Production-grade, pure-Swift LLM/VLM inference server for Apple Silicon. OpenAI- and Anthropic-compatible APIs. Native macOS menu bar app. Built on MLX.


Table of Contents


Inference Engine

NovaMLX runs LLM and VLM inference directly on Apple Silicon GPU via MLX, with zero external dependencies on Python or remote services.

Feature Details
Backends MLX (Apple Silicon GPU), lazy evaluation, unified memory
Model formats SafeTensors (4-bit, 8-bit, FP16 quantization)
50+ architectures Llama 3/3.1, Mistral/Mixtral, Qwen 2/2.5/3, Gemma 2/3, Phi 3.5/4, StarCoder2, and more
Sampling Temperature, Top-P, Top-K, Min-P, Frequency/Presence/Repetition penalty, Seed
Streaming SSE token-by-token streaming for all generation endpoints
Max tokens Configurable per request or per model
Fused batch decode Concurrent multi-sequence decode on shared KV cache
Speculative decoding N-gram pattern-based and draft-model token prediction for faster generation

Worker Subprocess Isolation

The inference worker runs as an independent subprocess, communicating with the main API server via JSON messages over stdin/stdout.

Feature Details
Crash isolation Worker crash doesn't bring down the API server — auto-restart by supervisor
Memory isolation Worker gets its own process memory budget, independent of main app
Communication Bidirectional JSON message protocol over stdin/stdout
Health reporting Periodic memory stats pushed to parent every 5 seconds
Code signing Ad-hoc signed for macOS process integrity compliance
Supervisor Monitors worker health, restarts on unexpected exit, handles backpressure

Multi-Modal Support

Full vision-language model (VLM) pipeline for image understanding.

Feature Details
Image inputs Base64 data URIs, HTTP URLs, local file paths
VLM architectures Qwen2-VL, Qwen2.5-VL, Qwen3-VL, LLaVA, Gemma3, Phi-3-Vision, Pixtral, Molmo, Idefics3, InternVL, PaliGemma, DeepSeek-VL2, and more
Vision feature cache In-memory LRU (20 entries) + optional SSD persistence, SHA-256 hashing, per-model isolation
API Standard OpenAI image_url content parts in chat messages

Vision Usage Example

# Describe an image via base64 data URI
curl http://localhost:6590/v1/chat/completions \
  -H "Authorization: Bearer $API_KEY" \
  -H "Content-Type: application/json" \
  -d '{
    "model": "mlx-community/gemma-4-e4b-it-4bit",
    "messages": [{
      "role": "user",
      "content": [
        {"type": "text", "text": "What do you see in this image?"},
        {"type": "image_url", "image_url": {"url": "data:image/png;base64,iVBORw0KGgoAAAA...=="}}
      ]
    }],
    "max_tokens": 100
  }'

# Describe an image via HTTP URL
curl http://localhost:6590/v1/chat/completions \
  -H "Authorization: Bearer $API_KEY" \
  -H "Content-Type: application/json" \
  -d '{
    "model": "mlx-community/gemma-4-e4b-it-4bit",
    "messages": [{
      "role": "user",
      "content": [
        {"type": "text", "text": "Describe this image."},
        {"type": "image_url", "image_url": {"url": "https://example.com/photo.jpg"}}
      ]
    }]
  }'

The model names used above are examples.
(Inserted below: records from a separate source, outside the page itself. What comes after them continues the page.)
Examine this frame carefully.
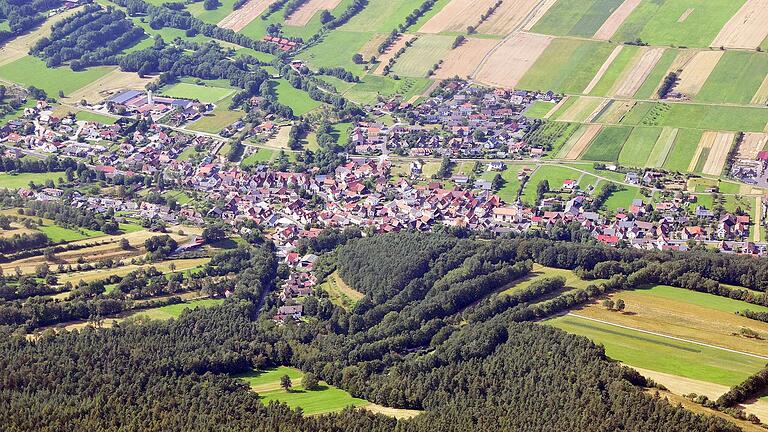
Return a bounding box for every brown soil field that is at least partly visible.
[435,38,498,79]
[476,33,552,88]
[374,34,413,75]
[582,45,624,94]
[285,0,341,27]
[677,8,693,22]
[565,124,603,160]
[67,69,154,103]
[711,0,768,49]
[419,0,496,33]
[477,0,539,35]
[738,132,768,159]
[675,51,723,98]
[611,48,664,98]
[576,290,768,356]
[593,0,640,40]
[217,0,272,32]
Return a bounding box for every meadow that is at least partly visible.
[516,39,615,94]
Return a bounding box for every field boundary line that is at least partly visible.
[567,312,768,360]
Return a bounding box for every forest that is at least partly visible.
[0,231,762,431]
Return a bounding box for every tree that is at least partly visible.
[280,375,293,391]
[301,372,319,390]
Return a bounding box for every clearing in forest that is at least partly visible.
[477,33,552,88]
[711,0,768,49]
[217,0,271,32]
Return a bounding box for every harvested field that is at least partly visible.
[675,51,723,98]
[419,0,496,33]
[582,45,624,94]
[435,38,498,79]
[593,0,640,40]
[217,0,272,32]
[374,34,413,75]
[476,33,552,87]
[477,0,539,35]
[688,131,736,175]
[67,69,154,103]
[612,47,664,98]
[737,132,768,159]
[285,0,341,27]
[565,124,603,160]
[711,0,768,49]
[752,76,768,105]
[677,8,693,22]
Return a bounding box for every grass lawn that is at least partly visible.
[0,171,65,189]
[546,316,765,386]
[532,0,623,37]
[0,55,115,98]
[619,127,662,167]
[392,34,455,77]
[517,39,615,94]
[695,51,768,105]
[160,82,235,103]
[581,126,632,162]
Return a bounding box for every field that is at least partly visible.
[392,35,454,77]
[581,126,632,162]
[614,0,745,47]
[476,33,552,87]
[0,56,115,98]
[517,39,615,93]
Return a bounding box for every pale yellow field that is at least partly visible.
[217,0,272,32]
[582,45,624,94]
[285,0,341,27]
[710,0,768,49]
[611,47,664,98]
[435,38,497,79]
[419,0,496,33]
[476,33,552,88]
[593,0,640,40]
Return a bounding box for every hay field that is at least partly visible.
[610,47,665,98]
[419,0,496,33]
[675,51,724,98]
[476,33,552,87]
[217,0,271,32]
[592,0,640,40]
[285,0,341,27]
[477,0,539,35]
[435,37,498,79]
[710,0,768,49]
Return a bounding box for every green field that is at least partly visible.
[581,126,632,162]
[531,0,623,37]
[0,56,115,98]
[695,51,768,105]
[517,39,615,94]
[160,82,234,103]
[619,127,662,167]
[546,316,765,386]
[392,35,455,77]
[614,0,745,47]
[0,171,65,189]
[237,366,370,415]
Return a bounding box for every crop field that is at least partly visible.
[0,56,115,98]
[476,33,552,90]
[618,126,662,167]
[160,82,235,103]
[581,126,632,162]
[518,39,615,94]
[392,35,454,77]
[613,0,745,47]
[696,51,768,105]
[532,0,622,37]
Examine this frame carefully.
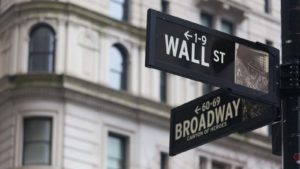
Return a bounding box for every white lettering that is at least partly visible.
[232,99,241,117]
[178,40,190,61]
[225,103,233,121]
[175,123,182,140]
[215,105,225,124]
[183,120,190,137]
[201,46,209,67]
[192,43,200,64]
[191,116,198,134]
[165,34,179,57]
[207,110,215,127]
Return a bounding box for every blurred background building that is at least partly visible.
[0,0,281,169]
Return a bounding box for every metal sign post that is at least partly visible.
[281,0,300,169]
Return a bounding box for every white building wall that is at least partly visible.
[0,0,280,169]
[0,103,16,169]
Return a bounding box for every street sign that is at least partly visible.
[146,9,279,105]
[169,89,276,156]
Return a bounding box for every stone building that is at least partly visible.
[0,0,281,169]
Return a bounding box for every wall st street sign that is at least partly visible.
[169,89,276,156]
[146,9,279,104]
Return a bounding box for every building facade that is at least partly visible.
[0,0,281,169]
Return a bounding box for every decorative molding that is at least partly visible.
[0,74,278,154]
[0,1,146,39]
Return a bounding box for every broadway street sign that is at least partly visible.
[146,9,279,104]
[169,89,276,156]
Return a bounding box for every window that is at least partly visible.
[28,24,55,73]
[160,0,169,13]
[107,133,127,169]
[160,152,169,169]
[201,13,213,28]
[266,39,274,46]
[109,44,127,90]
[23,117,52,165]
[221,20,233,34]
[109,0,128,21]
[265,0,271,13]
[160,72,167,102]
[212,161,231,169]
[200,157,207,169]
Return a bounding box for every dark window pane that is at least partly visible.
[201,13,213,28]
[23,117,52,165]
[221,20,233,34]
[109,45,127,90]
[24,143,51,165]
[109,0,127,20]
[28,26,55,72]
[200,157,207,169]
[266,40,273,46]
[212,161,230,169]
[107,134,126,169]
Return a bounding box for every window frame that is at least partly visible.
[200,11,214,29]
[27,23,57,74]
[14,109,59,169]
[108,43,128,91]
[22,116,53,166]
[106,132,128,169]
[220,18,235,35]
[109,0,129,21]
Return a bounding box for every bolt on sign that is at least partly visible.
[169,89,276,156]
[146,9,279,104]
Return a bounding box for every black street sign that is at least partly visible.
[146,9,279,105]
[169,89,276,156]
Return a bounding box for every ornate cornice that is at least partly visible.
[0,1,146,39]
Browse and download more models through the app's HuggingFace browser or the admin API at /admin/models/download.


API Compatibility

OpenAI-Compatible Endpoints (Port 6590)

Method Endpoint Description
GET /v1/models List available models
POST /v1/chat/completions Chat completions (streaming + non-streaming)
POST /v1/completions Legacy text completions (streaming + non-streaming)
POST /v1/embeddings Text embeddings
POST /v1/rerank Document reranking
POST /v1/responses OpenAI Responses API
GET /v1/responses/{id} Retrieve stored response
DELETE /v1/responses/{id} Delete stored response

Anthropic-Compatible Endpoints

Method Endpoint Description
POST /v1/messages Anthropic Messages API (streaming + non-streaming)
POST /v1/messages/count_tokens Token counting

Utility Endpoints

Method Endpoint Description
GET /health Health check (status, GPU memory, loaded models, MCP)
GET /v1/stats Session and all-time inference metrics
POST /v1/mcp/execute Execute MCP tool call

Structured Output

JSON Mode (`response_format: json_object`)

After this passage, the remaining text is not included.